This is for all the builders and home improvers out there.

A few months ago, Zane and his dad replaced our hall bathroom vanity. I'll post pictures of that room whenever I finish decorating it...so....never. Just kidding, soon. Maybe.

After Zane and his dad finished the bathroom vanity, Zane and I thought we could tackle the master bathroom vanity. We saw how it was done, and seeing is just as good as doing. Plus, there's the learning-through-experience factor.

Zane and his dad took out the old one before Zane and I did our work. This is the before shot:
Notice the mold. That's why we had to get it out of there.

Then we were left with this:
AHHHHHH! Nasty, nasty, nasty! We put that Lysol to work.

Eventually we got to this:
Through fresh drywall, paint, and primer.

The next part is tricky. See, this is an abnormal space. Most vanities come in 45" and 60" long. This is a 52" space. We chose to purchase a 45" vanity, and fill in the spaces on the side with molding. We did NOT want to purchase a custom countertop. The previous top was bad and broken, so we definitely needed a new one.

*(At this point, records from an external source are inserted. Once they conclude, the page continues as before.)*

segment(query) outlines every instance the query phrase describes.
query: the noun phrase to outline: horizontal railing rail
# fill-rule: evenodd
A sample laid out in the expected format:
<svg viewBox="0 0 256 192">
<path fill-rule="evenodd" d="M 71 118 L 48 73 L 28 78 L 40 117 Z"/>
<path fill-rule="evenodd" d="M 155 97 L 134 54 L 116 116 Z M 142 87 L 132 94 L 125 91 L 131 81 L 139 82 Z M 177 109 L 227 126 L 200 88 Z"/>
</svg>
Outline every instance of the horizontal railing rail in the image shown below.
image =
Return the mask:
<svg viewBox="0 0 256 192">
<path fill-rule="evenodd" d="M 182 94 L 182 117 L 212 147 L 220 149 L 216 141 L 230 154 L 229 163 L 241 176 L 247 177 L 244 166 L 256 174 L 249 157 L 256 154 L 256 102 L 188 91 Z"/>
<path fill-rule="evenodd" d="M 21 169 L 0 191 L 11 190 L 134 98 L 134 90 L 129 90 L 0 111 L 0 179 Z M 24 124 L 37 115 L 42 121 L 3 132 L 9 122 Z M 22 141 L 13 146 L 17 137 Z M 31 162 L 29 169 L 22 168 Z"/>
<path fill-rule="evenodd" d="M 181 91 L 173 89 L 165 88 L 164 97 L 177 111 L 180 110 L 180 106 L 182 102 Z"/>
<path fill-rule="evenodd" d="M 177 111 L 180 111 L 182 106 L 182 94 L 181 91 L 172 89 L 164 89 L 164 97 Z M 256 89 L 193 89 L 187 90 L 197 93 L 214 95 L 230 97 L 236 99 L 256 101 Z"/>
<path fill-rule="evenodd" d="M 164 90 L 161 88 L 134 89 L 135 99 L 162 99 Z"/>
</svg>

We took the formica top from the hall bathroom (which had been replaced with a new one), and cut it down to the right size. I know, we're geniuses...geniusi...together, we are a genius! Times two... 
Here's Zane using his circular saw like a man.

We had some trouble getting the countertop on. On either side of the vanity there is beadboard wainscot. This threw off the measurements, because it limited the space on either side by 1/8". Just enough to give us this problem:
BIG PROBLEM! I can't make myself beautiful on a countertop that's angled all weird. Plus the sink hook-ups were all out of whack - yes, wiggity whack.

Can you guess how we fixed the problem?

First I'll tell you what didn't fix the problem:
1. Deborah sitting on it. 
2. Deborah standing on it. 
3. Jamming it beyond pushing or pulling out. 
4. Using a broom to try to push the corner out. 
5. Tying rope around the entire counter to pull it out.
6. Attempting to pull it out with brute force (I'm majorly lacking that)

So now can you guess how we fixed it? Ten points to the first person who guesses correctly.

Comments

Abby Gjertsen said…
oooh oooh pick me! flamethrower!
Michelle said…
Haha...I can't even imagine...but this definitely made me laugh.
Joel R said…
My guess is it has something to do with that jar of vaseline on the counter.
Anonymous said…
haha, I second Joel's comment. But then I wouldn't be first. Soo....

You prayed for divine strength and Jesus came down and opened a can on the counter and it was miraculously healed!?!?!
Mrs. T. said…
You put something UNDER it to level it?